Per la lavoratrice a tempo indeterminato — reintegrata da una sentenza — l’eventuale passaggio alla cooperativa comporterebbe:
Anche qui, l’impressione è che il passaggio in cooperativa possa trasformarsi in una forma di “uscita mascherata”, difficilmente vantaggiosa per la dipendente.
Se i due lavoratori in partita IVA venissero reimpiegati in cooperativa “dalla finestra”, sarebbe necessario individuare un terzo addetto per coprire i turni, aprendo un ulteriore fronte di discussione. Ma soprattutto: perché non stabilizzarli direttamente nella partecipata, dopo che un organo ispettivo li ha già considerati di fatto tali?
L’articolo di Vivo Gubbio solleva anche il tema della procedura: l’affidamento alla cooperativa avverrebbe in forma diretta, senza gara né avviso pubblico. La domanda diventa: su quali presupposti normativi? Con quali criteri di economicità e continuità del servizio?

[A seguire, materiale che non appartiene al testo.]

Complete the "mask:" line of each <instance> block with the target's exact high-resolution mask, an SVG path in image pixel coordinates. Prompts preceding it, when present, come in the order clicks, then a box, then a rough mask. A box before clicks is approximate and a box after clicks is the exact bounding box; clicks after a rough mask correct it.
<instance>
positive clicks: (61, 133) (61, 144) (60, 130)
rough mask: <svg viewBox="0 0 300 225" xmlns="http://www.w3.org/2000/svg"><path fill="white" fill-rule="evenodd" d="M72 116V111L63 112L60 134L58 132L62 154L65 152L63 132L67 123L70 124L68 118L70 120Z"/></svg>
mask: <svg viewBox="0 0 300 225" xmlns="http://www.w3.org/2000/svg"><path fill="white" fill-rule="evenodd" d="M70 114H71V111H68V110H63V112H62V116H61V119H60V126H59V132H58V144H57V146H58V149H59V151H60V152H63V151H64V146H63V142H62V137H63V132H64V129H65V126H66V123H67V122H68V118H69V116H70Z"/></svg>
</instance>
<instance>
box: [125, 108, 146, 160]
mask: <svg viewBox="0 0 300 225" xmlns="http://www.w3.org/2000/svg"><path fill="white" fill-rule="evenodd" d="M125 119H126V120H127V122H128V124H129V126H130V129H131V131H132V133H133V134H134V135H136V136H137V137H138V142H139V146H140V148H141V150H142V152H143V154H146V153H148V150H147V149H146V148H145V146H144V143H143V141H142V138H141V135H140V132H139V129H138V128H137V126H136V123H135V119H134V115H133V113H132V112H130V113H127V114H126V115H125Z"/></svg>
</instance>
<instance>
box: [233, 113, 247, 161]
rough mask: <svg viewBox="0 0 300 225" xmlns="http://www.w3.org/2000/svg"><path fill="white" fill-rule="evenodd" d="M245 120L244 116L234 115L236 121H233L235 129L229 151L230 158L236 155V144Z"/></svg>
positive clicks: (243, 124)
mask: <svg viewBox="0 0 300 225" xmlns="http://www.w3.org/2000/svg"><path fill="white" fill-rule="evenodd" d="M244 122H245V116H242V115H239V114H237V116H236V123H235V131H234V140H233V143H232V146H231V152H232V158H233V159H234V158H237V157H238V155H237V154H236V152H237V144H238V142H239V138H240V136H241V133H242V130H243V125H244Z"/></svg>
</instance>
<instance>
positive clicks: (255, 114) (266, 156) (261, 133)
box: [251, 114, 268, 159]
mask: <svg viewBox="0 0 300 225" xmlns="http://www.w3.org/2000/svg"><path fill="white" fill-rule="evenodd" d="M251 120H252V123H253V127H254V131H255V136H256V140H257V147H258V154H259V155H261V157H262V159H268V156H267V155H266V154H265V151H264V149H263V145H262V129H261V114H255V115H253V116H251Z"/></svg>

In più, si osserva che la cooperativa si occupa principalmente di: manutenzione del verde, servizi di pulizia, servizi sociali.
Non si ha certezza che abbia specifiche competenze sulla gestione tecnica e di sicurezza degli ascensori pubblici.
Il nuovo servizio potrebbe avere costi maggiori rispetto al precedente, dopo anni in cui, con Gubbio Cultura, si era operato “al risparmio”, con una gestione contestata e finita sotto ispezione. Perché oggi una maggiore spesa sarebbe accettabile solo subentrando un soggetto privato?

La sensazione è che l’operazione stia avvenendo in tempi stretti, in un contesto di emergenza, senza atti pubblici e con margini di incertezza sulle tutele dei lavoratori, la trasparenza dell’affidamento e la continuità del servizio.
I due ex lavoratori in partita IVA avranno la possibilità di rivalutare il loro status come subordinati?
La dipendente reintegrata rischia di perdere ciò che un giudice le ha riconosciuto?
La cooperativa avrà competenza e responsabilità adeguata a gestire un servizio pubblico delicato come quello degli ascensori?
L’affidamento diretto sarà motivato in modo puntuale, anche economicamente?
Questa transizione porterà più sicurezza giuridica per i lavoratori o più contenziosi?
Lunedì 27 ottobre dirà molto. Ma, al di là delle soluzioni immediate, resta l’esigenza di un percorso chiaro, trasparente e rispettoso delle tutele minime che il diritto del lavoro garantisce — anche quando un ascensore scende piano, ma una causa civile può salire molto velocemente.